Additional JSIM Inputs: Options

Because some calculations are much more time-intensive than others, options are used to tune the simulation. The most important of these is to turn off the expensive, spatially-varying volumetric scattering calculations. These can be very important for capturing variations in the water column across a body of water (e.g. due to focusing/defocusing of light by waves), but for this simple setup it’s a bit of overkill (especially with the clear water). Setting the force_average_volume to true indicates that the volumetric scattering should be calculated using the average surface. In contrast, since we expect caustics (focused light) on the surface of the steps, we want to make sure force_average_surface is set to false (note that forcing the average surface will also effectively trigger the average volume). In general, the (internal) surface interactions are much less computationally expensive than the volume ones.

Setup

As with all DIRSIG5 scenes, the program scene2hdf must be run first to convert the .scene file to a .scene.hdf (i.e. a "compiled" scene). Since the scene itself has no knowledge of the water body, the boundary interface as well as the internal optical properties can be modified through the plugins (even changing plugins entirely) without requiring a rebuilt scene hdf file.

The simulation can be run with either clear_water.jsim or turbid_water.jsim (which use the corresponding .iop files).

Results

The simulation results shown below were run with the default convergence parameters (minimum of 20 paths, maximum of 100). The default limit to the number of path nodes (i.e. 3 scattering events) is sufficient for the clear water case, but because the turbid scenario is highly scattering, this was increased to 10 (run with --max_nodes=10). The resulting images are shown below.

clear water
Figure 2. Output of the "clear water" simulation.
turbid water
Figure 3. Output of the "turbid water" simulation.

The caustics being highlighted in this demo are readily apparent in the clear water imagery where sunlight is being focused onto the steps below the surface according to the interaction of incident light with the wave surface. Volumetric caustics are not visible in this image (the clear water has very little scattering), but are present (if not readily visible) in the turbid case. Note however in the turbid case that the bottom steps disappear as we look deeper in the water and the return is dominated by scattered radiance.

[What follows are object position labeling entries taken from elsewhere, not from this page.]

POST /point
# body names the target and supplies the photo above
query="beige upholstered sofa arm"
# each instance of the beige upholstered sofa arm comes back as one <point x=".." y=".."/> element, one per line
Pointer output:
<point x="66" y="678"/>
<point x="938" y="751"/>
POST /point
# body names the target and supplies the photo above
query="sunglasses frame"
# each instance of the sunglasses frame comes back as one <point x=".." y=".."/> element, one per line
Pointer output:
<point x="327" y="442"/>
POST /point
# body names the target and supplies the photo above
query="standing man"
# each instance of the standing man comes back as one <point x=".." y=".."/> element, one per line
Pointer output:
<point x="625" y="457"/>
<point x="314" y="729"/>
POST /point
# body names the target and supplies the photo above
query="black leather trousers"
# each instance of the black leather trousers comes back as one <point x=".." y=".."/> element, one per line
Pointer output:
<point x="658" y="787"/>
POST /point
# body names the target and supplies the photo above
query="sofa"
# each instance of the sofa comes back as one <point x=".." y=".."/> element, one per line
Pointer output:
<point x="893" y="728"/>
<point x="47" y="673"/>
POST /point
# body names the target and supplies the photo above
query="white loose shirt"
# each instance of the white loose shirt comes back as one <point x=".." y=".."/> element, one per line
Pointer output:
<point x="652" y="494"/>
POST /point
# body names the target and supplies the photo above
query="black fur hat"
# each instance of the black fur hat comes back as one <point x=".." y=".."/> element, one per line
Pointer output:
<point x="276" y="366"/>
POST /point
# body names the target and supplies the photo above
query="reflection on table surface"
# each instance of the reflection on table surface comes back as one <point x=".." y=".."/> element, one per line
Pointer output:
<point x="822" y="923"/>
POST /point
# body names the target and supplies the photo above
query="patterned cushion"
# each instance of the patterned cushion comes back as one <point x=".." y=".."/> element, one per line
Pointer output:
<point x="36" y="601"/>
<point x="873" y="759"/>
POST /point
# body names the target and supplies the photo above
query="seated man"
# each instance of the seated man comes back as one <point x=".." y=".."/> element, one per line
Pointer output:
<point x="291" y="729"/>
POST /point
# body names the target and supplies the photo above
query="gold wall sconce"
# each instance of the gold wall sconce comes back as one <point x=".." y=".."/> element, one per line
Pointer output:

The scene itself has no color (the sun, sky, and scene geometry are all spectrally flat) so the blue tinge to the water is due only to the preferential scattering and absorption of the pure water in the model (the add Henyey-Greenstien scatering constituent was modeled without spectral character).

Noise in the images can be moderated by increasing the number of paths being used through the convergence parameters. The default converegence was used to demonstrate the quality of images generated in around a minute (or less).

The user may notice faint artifacts in the surface reflectance both at the interface and on the bottom steps, in which the facetization seems to be apparent (slight triangular structuring). This is due to a somewhat inaccurate computation of the vertex normals that are being supplied with the geometry. The common method (used here) of averaging the normals of facets that share the vertex being computed is only appropriate when the facet slopes are changing slowly — which is not the case for this surface. Ideally, the vertex normals whould be based on known surface gradiants at those points along the surface (which will be seen in other demos).